Cornelie lag oben auf dem tabaksduftigen Kanapee. Die zugenähten Gardinen vor den Fenstern konnten den Schall der Schimpfworte, die hin und wieder flogen, nur wenig dämpfen. Ihre geringe Kenntnis von den volkstümlichen Ausdrücken für die zarten Dinge der Liebe wurde an diesem Abend um eine tüchtige Anzahl saftiger Kernworte vermehrt.

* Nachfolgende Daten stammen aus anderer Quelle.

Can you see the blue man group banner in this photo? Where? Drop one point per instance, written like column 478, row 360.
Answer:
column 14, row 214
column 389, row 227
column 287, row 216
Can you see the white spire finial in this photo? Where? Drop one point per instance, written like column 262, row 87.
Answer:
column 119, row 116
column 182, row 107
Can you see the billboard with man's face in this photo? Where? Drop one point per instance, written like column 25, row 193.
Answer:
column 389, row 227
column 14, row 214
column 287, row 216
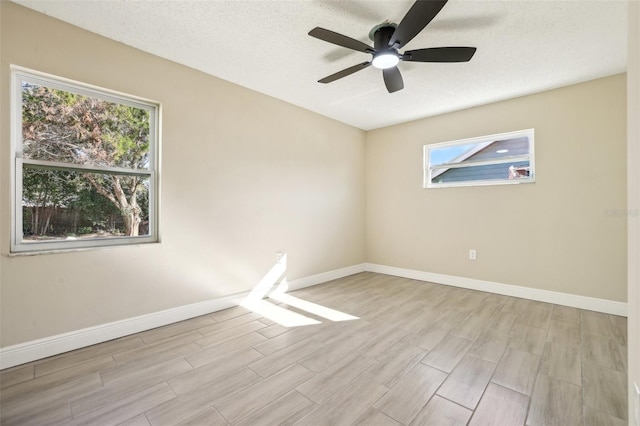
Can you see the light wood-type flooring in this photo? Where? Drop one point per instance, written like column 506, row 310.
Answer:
column 418, row 354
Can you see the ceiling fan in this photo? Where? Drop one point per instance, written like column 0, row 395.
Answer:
column 388, row 38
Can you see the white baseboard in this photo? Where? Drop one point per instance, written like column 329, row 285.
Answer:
column 573, row 300
column 42, row 348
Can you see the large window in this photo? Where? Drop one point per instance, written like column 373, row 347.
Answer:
column 489, row 160
column 85, row 165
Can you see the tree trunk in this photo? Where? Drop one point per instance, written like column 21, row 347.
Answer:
column 131, row 216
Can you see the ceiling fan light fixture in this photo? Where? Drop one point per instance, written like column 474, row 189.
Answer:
column 386, row 59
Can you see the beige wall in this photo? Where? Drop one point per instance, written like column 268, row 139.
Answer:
column 243, row 176
column 551, row 235
column 633, row 161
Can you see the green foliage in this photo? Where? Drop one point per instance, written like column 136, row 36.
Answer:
column 65, row 127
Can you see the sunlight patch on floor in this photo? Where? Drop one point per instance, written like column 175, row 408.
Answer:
column 276, row 281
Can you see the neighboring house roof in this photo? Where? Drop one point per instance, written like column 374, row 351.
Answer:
column 484, row 151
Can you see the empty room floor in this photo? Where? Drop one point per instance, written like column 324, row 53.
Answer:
column 417, row 354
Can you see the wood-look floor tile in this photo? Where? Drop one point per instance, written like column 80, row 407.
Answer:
column 500, row 406
column 429, row 337
column 211, row 354
column 128, row 381
column 280, row 342
column 378, row 345
column 488, row 309
column 517, row 306
column 139, row 420
column 346, row 405
column 604, row 352
column 273, row 330
column 286, row 410
column 186, row 406
column 219, row 327
column 267, row 366
column 183, row 372
column 41, row 414
column 396, row 363
column 405, row 400
column 57, row 378
column 555, row 402
column 502, row 323
column 537, row 316
column 318, row 361
column 248, row 401
column 496, row 298
column 229, row 313
column 37, row 406
column 193, row 378
column 176, row 329
column 564, row 333
column 517, row 371
column 467, row 381
column 442, row 412
column 144, row 372
column 373, row 417
column 597, row 418
column 173, row 347
column 224, row 336
column 562, row 362
column 528, row 339
column 126, row 408
column 209, row 417
column 566, row 314
column 471, row 326
column 605, row 390
column 448, row 353
column 489, row 346
column 454, row 316
column 325, row 384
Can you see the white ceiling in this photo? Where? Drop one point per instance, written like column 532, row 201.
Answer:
column 523, row 47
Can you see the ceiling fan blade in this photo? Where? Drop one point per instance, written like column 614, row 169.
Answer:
column 440, row 54
column 420, row 14
column 392, row 79
column 340, row 40
column 345, row 72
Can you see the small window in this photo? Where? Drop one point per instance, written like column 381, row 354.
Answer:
column 489, row 160
column 85, row 165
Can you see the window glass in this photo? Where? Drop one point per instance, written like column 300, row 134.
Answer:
column 495, row 159
column 85, row 166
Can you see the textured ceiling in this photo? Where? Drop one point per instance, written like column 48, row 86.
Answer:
column 523, row 47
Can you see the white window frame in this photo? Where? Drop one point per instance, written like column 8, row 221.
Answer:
column 429, row 169
column 18, row 246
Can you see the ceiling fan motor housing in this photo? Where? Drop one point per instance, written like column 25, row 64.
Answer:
column 381, row 36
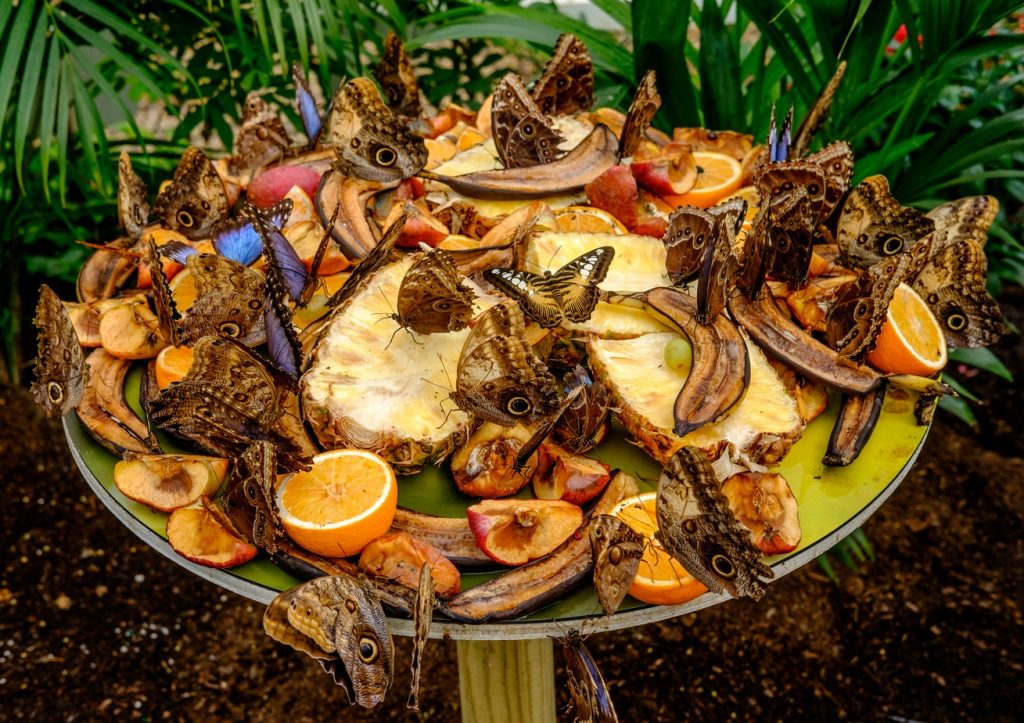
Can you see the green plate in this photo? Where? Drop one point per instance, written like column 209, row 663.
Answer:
column 833, row 503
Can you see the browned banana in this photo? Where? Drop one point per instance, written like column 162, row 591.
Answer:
column 856, row 420
column 721, row 370
column 451, row 536
column 525, row 589
column 350, row 228
column 105, row 413
column 592, row 157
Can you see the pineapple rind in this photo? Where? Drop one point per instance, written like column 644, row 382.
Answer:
column 760, row 430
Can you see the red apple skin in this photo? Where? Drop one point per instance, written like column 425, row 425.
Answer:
column 273, row 183
column 765, row 505
column 615, row 192
column 199, row 535
column 515, row 532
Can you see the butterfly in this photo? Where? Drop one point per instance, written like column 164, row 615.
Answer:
column 423, row 615
column 262, row 138
column 306, row 105
column 523, row 136
column 566, row 85
column 60, row 371
column 195, row 200
column 369, row 141
column 338, row 620
column 645, row 103
column 696, row 526
column 133, row 209
column 569, row 294
column 617, row 550
column 432, row 298
column 394, row 73
column 499, row 378
column 587, row 687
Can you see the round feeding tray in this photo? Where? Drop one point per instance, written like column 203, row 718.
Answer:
column 834, row 501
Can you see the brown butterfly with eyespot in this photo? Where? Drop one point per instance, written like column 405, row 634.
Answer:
column 133, row 208
column 369, row 140
column 587, row 688
column 60, row 370
column 262, row 138
column 423, row 615
column 195, row 201
column 499, row 378
column 566, row 85
column 696, row 527
column 339, row 621
column 432, row 298
column 617, row 550
column 394, row 73
column 645, row 103
column 568, row 294
column 523, row 135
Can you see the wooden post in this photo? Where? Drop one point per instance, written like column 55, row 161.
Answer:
column 507, row 681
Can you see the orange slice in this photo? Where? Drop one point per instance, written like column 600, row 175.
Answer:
column 172, row 365
column 660, row 580
column 587, row 219
column 911, row 340
column 718, row 176
column 347, row 499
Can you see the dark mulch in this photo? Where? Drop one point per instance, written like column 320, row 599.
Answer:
column 95, row 625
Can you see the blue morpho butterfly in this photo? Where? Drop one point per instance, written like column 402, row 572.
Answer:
column 308, row 113
column 238, row 239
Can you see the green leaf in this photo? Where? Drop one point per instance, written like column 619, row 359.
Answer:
column 982, row 358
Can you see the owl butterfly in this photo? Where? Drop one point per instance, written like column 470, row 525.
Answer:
column 195, row 200
column 250, row 500
column 499, row 377
column 394, row 73
column 566, row 85
column 617, row 549
column 855, row 319
column 590, row 694
column 133, row 209
column 228, row 301
column 523, row 136
column 697, row 528
column 339, row 621
column 568, row 294
column 306, row 105
column 369, row 140
column 423, row 615
column 645, row 103
column 818, row 114
column 261, row 139
column 432, row 298
column 60, row 370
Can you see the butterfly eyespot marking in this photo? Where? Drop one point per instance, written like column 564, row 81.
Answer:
column 723, row 565
column 893, row 245
column 385, row 157
column 368, row 649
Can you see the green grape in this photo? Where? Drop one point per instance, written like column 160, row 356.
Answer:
column 679, row 354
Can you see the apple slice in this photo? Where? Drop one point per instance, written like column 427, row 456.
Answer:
column 166, row 482
column 515, row 532
column 399, row 556
column 573, row 478
column 203, row 535
column 766, row 506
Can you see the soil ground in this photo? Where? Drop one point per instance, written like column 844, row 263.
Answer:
column 93, row 625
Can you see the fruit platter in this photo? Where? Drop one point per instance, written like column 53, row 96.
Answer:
column 475, row 372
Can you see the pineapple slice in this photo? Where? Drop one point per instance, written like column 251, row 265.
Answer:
column 639, row 265
column 760, row 430
column 375, row 386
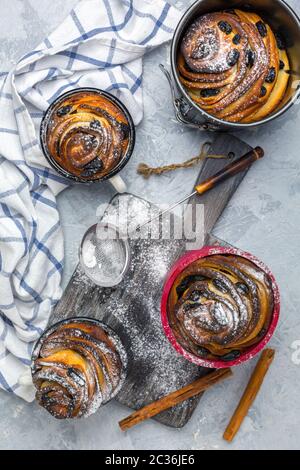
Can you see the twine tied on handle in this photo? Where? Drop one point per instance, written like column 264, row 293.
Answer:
column 146, row 171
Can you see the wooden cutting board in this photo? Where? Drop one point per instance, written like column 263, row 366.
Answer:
column 132, row 309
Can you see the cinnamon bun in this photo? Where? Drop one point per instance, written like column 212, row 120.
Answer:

Sie beschloß, am frühen Morgen ihren Koffer zu packen, die für den Monat vorausbezahlte Pension fahren zu lassen und weiter zu ziehen. Konnte sie bei dem Geschrei und Geheul, das hier an der Tagesordnung zu sein schien, ihre Arbeit über das Seelenleben des modernen Kulturweibes mit einiger Wahrscheinlichkeit auf Erfolg zu einem guten Ende bringen?

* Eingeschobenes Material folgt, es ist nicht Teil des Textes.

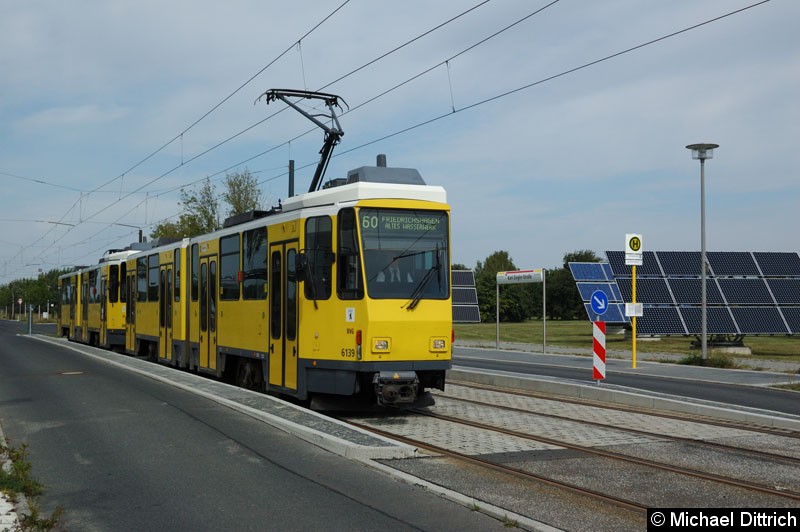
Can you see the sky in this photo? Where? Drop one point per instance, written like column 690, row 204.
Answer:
column 553, row 126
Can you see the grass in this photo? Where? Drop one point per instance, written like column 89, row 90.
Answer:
column 578, row 334
column 16, row 480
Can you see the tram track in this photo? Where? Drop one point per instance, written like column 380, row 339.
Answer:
column 571, row 467
column 516, row 472
column 621, row 457
column 752, row 427
column 695, row 442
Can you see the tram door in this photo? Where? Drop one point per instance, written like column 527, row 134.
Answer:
column 130, row 311
column 208, row 312
column 165, row 312
column 283, row 315
column 103, row 340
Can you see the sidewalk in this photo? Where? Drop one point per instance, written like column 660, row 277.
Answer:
column 8, row 512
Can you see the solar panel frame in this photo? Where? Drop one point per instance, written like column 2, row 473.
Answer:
column 466, row 314
column 463, row 295
column 586, row 289
column 778, row 264
column 679, row 263
column 463, row 277
column 751, row 293
column 759, row 320
column 587, row 271
column 614, row 314
column 739, row 263
column 652, row 290
column 792, row 317
column 686, row 291
column 747, row 291
column 718, row 320
column 660, row 320
column 786, row 291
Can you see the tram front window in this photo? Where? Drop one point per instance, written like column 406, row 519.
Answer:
column 405, row 253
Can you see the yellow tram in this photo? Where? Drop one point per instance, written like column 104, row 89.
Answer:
column 340, row 291
column 343, row 290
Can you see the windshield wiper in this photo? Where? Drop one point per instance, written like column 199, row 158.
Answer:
column 416, row 296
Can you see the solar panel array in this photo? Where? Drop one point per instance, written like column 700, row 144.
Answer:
column 747, row 293
column 465, row 298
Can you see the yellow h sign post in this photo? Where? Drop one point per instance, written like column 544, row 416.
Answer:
column 633, row 257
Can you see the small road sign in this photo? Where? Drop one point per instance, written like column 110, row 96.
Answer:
column 599, row 302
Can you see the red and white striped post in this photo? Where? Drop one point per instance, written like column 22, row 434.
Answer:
column 599, row 341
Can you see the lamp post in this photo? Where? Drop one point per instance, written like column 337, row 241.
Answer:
column 703, row 151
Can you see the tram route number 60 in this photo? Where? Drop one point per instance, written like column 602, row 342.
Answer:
column 370, row 222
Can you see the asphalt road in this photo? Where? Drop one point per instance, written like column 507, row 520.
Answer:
column 119, row 451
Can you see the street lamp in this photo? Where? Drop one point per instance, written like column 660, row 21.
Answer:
column 703, row 151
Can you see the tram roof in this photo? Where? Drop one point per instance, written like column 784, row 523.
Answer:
column 365, row 190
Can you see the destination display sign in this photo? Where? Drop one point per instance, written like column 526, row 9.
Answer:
column 401, row 222
column 519, row 276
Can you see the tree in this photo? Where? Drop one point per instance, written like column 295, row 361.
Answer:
column 200, row 214
column 512, row 305
column 242, row 193
column 563, row 299
column 200, row 208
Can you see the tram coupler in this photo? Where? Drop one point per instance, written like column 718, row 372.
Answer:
column 395, row 388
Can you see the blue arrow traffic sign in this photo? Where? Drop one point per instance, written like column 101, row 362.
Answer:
column 599, row 302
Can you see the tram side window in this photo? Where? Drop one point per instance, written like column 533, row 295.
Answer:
column 141, row 279
column 229, row 267
column 113, row 283
column 195, row 271
column 152, row 277
column 254, row 263
column 319, row 256
column 349, row 283
column 177, row 263
column 123, row 275
column 94, row 285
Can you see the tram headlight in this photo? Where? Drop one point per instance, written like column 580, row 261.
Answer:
column 381, row 345
column 438, row 344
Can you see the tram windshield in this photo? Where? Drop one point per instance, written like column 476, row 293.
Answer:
column 406, row 254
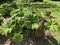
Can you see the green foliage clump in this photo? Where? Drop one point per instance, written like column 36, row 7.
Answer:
column 23, row 20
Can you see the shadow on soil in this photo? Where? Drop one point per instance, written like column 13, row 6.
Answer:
column 31, row 41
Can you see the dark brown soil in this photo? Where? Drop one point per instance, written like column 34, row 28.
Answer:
column 29, row 41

Und doch schien es ihr beinahe unmöglich, eine neue Unterkunft zu suchen und sich all den fragenden, verwunderten, mißtrauischen Blicken aufs neue auszusetzen. Eine Angst ergriff sie, in der sie aufsprang und mit flatterndem Herzschlag mühsam und bange atmete. Sie trat an das winzige Fenster, hob die Gardine und blickte hinab. Da sah die vornehme Philosophin Cornelie Reimann etwas, das sie noch niemals gesehen hatte: Frau Uffenbacher wendete sich mit einem jähen Schwung ihrer stattlichen Hüften, hob ihre Röcke hoch auf und streckte ihren Pensionärinnen, den gesamten besseren Damen als Zeichen ihrer äußersten Verachtung ihr weißleuchtendes, breites und mächtiges Hinterteil entgegen. Dann verschwand sie unter dem gellenden Entrüstungsschrei der von solchem Schimpf Betroffenen in dem Flur ihrer »Anstalt«, und dröhnend schlug die Küchentür hinter ihr zu.

Der schwarz und weiße Sagenvogel, der, einen zapzelnden Frosch im roten Schnabel, von blauer Höhe herab zugeschaut hatte, schlug gelassen seine schweren Flügel auf und nieder und enteilte zu seinem friedlichen Nest auf der Pfarrscheune.